Tuesday, January 17, 2017

When you can't believe what a U.S. president says

The world has a problem, folks.   In just three more days, the most powerful nation in the world will have a president whose words cannot be considered reliable.   Now, I don't mean that all of the U.S. presidents have always strictly told the truth.   Sometimes, it seems, the delicate and sensitive nature of geo-politics necessitates fudging the truth a bit.   But that's a strategic matter;  it's done intentionally, and there are good reasons for it.

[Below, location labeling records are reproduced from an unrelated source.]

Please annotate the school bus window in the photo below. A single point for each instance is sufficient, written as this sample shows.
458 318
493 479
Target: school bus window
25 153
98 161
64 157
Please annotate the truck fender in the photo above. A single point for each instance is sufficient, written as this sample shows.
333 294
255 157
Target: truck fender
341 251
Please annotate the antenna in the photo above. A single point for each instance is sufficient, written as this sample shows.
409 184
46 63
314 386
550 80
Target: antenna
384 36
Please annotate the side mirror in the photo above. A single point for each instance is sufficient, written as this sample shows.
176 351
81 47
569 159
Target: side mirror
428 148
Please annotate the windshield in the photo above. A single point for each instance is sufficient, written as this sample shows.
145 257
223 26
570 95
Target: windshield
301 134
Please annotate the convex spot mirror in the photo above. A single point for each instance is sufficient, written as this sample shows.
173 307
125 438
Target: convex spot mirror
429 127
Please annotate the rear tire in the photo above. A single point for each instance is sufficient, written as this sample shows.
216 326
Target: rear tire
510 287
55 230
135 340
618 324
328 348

I'm talking about something different.   Columnist Leonard Pitts put his finger on it in a recent essay about what Donald Trump's chief "explainer," Kellyanne Conway, said.   In a CNN appearance, asked about a recent twitter dispute in which Trump said he didn't say what there is ample video footage of him saying, Conway said:
"Why don't you believe him? . . .  Why is everything taken at face value? . . . You can't give him the benefit of the doubt on this, and he's telling you what was in his heart?   You always want to go by what's come out of his mouth rather than look at what's in his heart."
All right.   Let's stipulate that Kellyanne Conway has a very tough job:   trying to clean up after Donald Trump's tweets and, generally, trying to convince people that he doesn't really mean what he says -- despite the fact that he often then comes back and says that, yes, what he said was in fact what he meant.

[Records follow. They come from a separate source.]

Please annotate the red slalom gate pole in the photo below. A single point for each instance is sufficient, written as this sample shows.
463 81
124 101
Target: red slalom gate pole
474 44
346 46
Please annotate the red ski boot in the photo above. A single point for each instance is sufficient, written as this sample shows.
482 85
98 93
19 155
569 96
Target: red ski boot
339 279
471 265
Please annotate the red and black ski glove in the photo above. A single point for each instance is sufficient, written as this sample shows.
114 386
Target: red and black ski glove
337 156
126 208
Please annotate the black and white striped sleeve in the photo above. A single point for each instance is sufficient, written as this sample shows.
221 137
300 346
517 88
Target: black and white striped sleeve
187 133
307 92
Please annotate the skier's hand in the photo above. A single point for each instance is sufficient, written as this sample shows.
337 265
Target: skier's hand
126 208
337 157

This is not the Bush-type inarticulateness;  these are not just misunderstandings or, to use a Bush-ism, "misunderestimating" him.    These are clear, black-white reversals.   He mocks a disabled reporter on video;   then insists that he did not do it.    Clear-cut denials that he did what he did, said what he said -- despite forensic-level evidence that he did or said the very thing he's denying.  Pitts expounds on the implications:
"So it's funny, but frankly also chilling, to see Conway scurrying around at this late date, . . . asking America . . .  Don't go by what comes out of his mouth? . . . Seriously?
"She does know this man is about to be president, right?  She realizes, doesn't she, that a president's words can incite revolution?   That they can move the stock market?  That they can get people killed? 
"Yet this woman thinks the problem with Trump's diarrheal mouth is the fact that we listen to it.  In other words, pay no attention to that man behind the curtain.   Is that to be the message our ambassadors give our foreign friends -- and foes -- for the next four years?"
That's not going to work, folks.    But don't blame Conway.   She's just trying desperately to do the impossible job she's hired to do.

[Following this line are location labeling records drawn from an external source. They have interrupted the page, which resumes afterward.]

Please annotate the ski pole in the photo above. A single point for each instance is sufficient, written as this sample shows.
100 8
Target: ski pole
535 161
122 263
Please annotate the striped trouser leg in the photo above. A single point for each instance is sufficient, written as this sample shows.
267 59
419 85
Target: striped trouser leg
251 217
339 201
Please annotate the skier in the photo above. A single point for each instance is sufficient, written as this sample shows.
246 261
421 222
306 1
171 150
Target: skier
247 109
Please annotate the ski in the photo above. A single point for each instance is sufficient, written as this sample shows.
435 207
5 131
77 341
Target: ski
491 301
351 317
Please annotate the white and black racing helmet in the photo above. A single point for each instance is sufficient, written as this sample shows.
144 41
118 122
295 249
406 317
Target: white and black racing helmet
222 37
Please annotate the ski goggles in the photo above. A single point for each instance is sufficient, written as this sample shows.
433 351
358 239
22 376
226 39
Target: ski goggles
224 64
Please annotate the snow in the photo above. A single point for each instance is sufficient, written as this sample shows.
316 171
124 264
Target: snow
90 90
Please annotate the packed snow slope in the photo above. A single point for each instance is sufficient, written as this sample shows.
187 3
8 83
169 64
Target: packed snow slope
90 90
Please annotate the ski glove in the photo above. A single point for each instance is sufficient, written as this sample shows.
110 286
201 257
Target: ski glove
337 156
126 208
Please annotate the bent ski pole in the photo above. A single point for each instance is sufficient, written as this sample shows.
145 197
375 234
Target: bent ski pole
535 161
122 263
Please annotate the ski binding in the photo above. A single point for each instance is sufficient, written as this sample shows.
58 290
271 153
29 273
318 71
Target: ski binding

The problem here is that too many of the American people did believe what came out of his mouth, and they liked what they heard -- in part because he expressed what was in their hearts.

But that was a very dark, angry, paranoid, conspiracy-driven, vicious, and sometimes violent message -- along with strong-man promises to change all of that, make things work, Make America Great Again.    Even then, Clinton got almost 3 million more votes than he did;  and, but for the vagaries of the Electoral College, she would be the one getting sworn into office on Friday.

So, perhaps Kellyanne Conway isn't talking just about what Trump said in his latest twitter rant -- but about all those promises he made at his campaign rallies -- yes, those that got him elected.   What's going to happen when his rally buds realize he lied to them?   That he can't -- just by saying he will -- change all that?  What's going to happen when the leaders of our allies confront him about the things he has said about NATO, about trade, about the Paris climate agreement?

Who ya gonna' believe?   What if you can't believe the President of the United States?   If that turns out to be true, then he's not likely, for very long, to be considered the leader of the free world.   Nor will the U.S. continue to be the leader of the world . . . free or not.